Muito obrigado, Zé! - por Marcos Lauro

Sempre dizem que as invenções surgem a partir da necessidade. E, na dúvida, o cinema de José Mojica Marins é prova disso. Imagine você inaugurar um gênero cinematográfico no Brasil de 1964. Um gênero que precisa de efeitos especiais, truques e técnicas de filmagem específicas, como é o terror. Além de tudo isso, um gênero que mexe com dogmas, superstições e diz coisas que abalam a moral cristã dominante. Mojica precisava recriar um cemitério sinistro, com mata fechada, no estúdio? Foi com uma equipe até o Largo do Arouche e “roubou” as árvores da praça. Fez a cena. Mojica precisava mostrar que seu personagem, Zé do Caixão, não temia nada, absolutamente nada? O colocou na janela comendo carne vermelha em plena Sexta-Feira Santa sob os olhares assustados das carolas que passavam em procissão. Fez a cena. Ao contrário do senso comum, que imagina o inferno como um lugar escuro e quente, filmou seu inferno claro, colorido e gelado – o filme era preto e branco, mas se tornava colorido nessa parte. Fez a cena. Magistralmente e contracenando consigo próprio, como Zé do Caixão e Nero. Uma cena inesquecível.

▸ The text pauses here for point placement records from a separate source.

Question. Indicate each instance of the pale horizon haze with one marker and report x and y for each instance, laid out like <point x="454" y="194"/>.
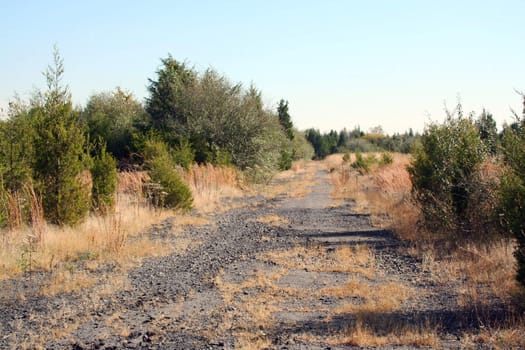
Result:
<point x="338" y="63"/>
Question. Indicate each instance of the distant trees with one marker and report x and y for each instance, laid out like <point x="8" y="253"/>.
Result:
<point x="224" y="123"/>
<point x="114" y="117"/>
<point x="60" y="148"/>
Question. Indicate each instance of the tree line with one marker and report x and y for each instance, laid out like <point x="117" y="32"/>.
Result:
<point x="69" y="156"/>
<point x="469" y="180"/>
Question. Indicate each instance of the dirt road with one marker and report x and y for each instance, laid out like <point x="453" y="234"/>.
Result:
<point x="290" y="272"/>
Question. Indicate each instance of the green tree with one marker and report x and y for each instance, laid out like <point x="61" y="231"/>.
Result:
<point x="112" y="116"/>
<point x="173" y="192"/>
<point x="167" y="102"/>
<point x="104" y="179"/>
<point x="443" y="172"/>
<point x="60" y="145"/>
<point x="513" y="189"/>
<point x="488" y="131"/>
<point x="284" y="118"/>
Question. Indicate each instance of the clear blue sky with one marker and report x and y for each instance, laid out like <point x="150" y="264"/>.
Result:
<point x="338" y="63"/>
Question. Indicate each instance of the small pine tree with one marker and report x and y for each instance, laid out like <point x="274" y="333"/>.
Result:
<point x="104" y="178"/>
<point x="59" y="145"/>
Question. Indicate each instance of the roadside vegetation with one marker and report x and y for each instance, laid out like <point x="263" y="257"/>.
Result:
<point x="81" y="185"/>
<point x="78" y="184"/>
<point x="457" y="201"/>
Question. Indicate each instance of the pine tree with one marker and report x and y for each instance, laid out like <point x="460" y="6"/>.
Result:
<point x="284" y="119"/>
<point x="60" y="149"/>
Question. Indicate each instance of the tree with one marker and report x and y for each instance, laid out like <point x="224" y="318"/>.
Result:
<point x="104" y="179"/>
<point x="513" y="189"/>
<point x="487" y="131"/>
<point x="284" y="118"/>
<point x="111" y="116"/>
<point x="167" y="103"/>
<point x="60" y="145"/>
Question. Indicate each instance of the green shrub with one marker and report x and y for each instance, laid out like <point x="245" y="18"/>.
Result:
<point x="174" y="193"/>
<point x="346" y="157"/>
<point x="443" y="173"/>
<point x="363" y="164"/>
<point x="513" y="192"/>
<point x="386" y="159"/>
<point x="104" y="178"/>
<point x="183" y="154"/>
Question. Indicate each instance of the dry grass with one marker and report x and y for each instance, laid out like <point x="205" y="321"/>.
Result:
<point x="274" y="220"/>
<point x="294" y="183"/>
<point x="210" y="184"/>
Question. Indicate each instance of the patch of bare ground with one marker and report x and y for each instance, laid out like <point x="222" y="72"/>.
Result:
<point x="294" y="269"/>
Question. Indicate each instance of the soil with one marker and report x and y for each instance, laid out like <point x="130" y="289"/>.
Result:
<point x="225" y="291"/>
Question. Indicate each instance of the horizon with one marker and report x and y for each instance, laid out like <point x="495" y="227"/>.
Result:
<point x="341" y="64"/>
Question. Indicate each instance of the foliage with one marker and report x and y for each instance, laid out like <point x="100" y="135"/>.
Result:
<point x="60" y="142"/>
<point x="112" y="116"/>
<point x="285" y="163"/>
<point x="223" y="122"/>
<point x="363" y="164"/>
<point x="386" y="159"/>
<point x="183" y="154"/>
<point x="443" y="172"/>
<point x="285" y="119"/>
<point x="104" y="179"/>
<point x="16" y="148"/>
<point x="513" y="190"/>
<point x="174" y="193"/>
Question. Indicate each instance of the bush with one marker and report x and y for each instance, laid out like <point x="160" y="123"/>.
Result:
<point x="513" y="192"/>
<point x="443" y="173"/>
<point x="386" y="159"/>
<point x="104" y="178"/>
<point x="173" y="192"/>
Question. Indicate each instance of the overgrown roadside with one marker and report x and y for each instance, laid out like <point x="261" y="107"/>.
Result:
<point x="299" y="272"/>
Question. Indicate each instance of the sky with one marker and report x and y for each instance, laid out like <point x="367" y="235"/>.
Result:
<point x="339" y="64"/>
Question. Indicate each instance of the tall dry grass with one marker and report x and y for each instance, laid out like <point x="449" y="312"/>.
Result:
<point x="480" y="273"/>
<point x="105" y="235"/>
<point x="210" y="184"/>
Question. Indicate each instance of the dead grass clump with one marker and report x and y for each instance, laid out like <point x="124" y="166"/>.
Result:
<point x="274" y="220"/>
<point x="209" y="183"/>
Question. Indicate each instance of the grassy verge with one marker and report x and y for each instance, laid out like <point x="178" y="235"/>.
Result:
<point x="479" y="275"/>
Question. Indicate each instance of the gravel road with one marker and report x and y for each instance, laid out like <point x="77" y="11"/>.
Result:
<point x="236" y="287"/>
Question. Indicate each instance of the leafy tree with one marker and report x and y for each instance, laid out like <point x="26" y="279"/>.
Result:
<point x="174" y="193"/>
<point x="513" y="189"/>
<point x="488" y="131"/>
<point x="443" y="172"/>
<point x="60" y="145"/>
<point x="284" y="118"/>
<point x="112" y="116"/>
<point x="167" y="103"/>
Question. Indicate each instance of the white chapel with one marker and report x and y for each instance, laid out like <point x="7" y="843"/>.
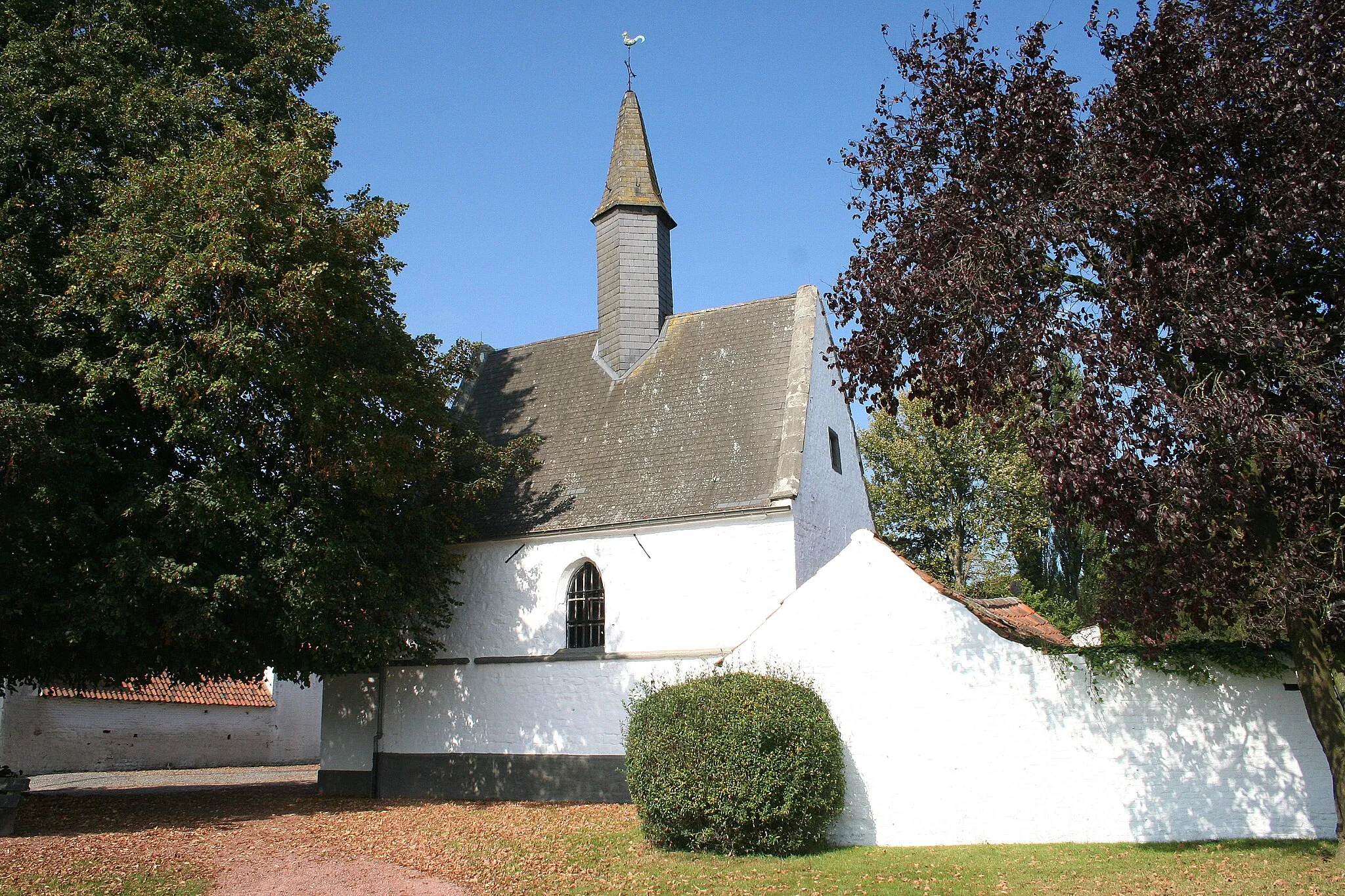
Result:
<point x="699" y="499"/>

Antes disso, já tinha feito faroeste. Depois disso, com a queda do cinema comercial no Brasil, dirigiu e atuou em filmes pornográficos, onde também foi pioneiro. Para chamar a atenção para seus filmes e economizar dinheiro, fez de um tudo: botou anúncio em jornal procurando “gente feia” pra ser figurante, fez concurso para escolher um sucessor no começo dos anos 2000 (que, claro, não vingou... não há um novo Zé do Caixão), participou dos mais bizarros programas de TV e tentou até uma cadeira como Deputado Federal pelo PTB.

Mojica viveu muito tempo angustiado pela falta de reconhecimento ao seu cinema em seu próprio país. Mas nos últimos anos, ganhou homenagens, série (interpretado brilhantemente por Matheus Nachtergaele), mostras exclusivas e teve seu reconhecimento – talvez não com retorno financeiro, mas, ao menos, pelo trabalho realizado. No exterior, as homenagens nunca cessaram.

José Mojica Marins não foi apenas Zé do Caixão – o que já seria gigantesco. Mas foi um dos maiores cineastas que esse país já viu. Criativo, genial, louco, fora dos padrões e sem medo. Muito obrigado, Zé!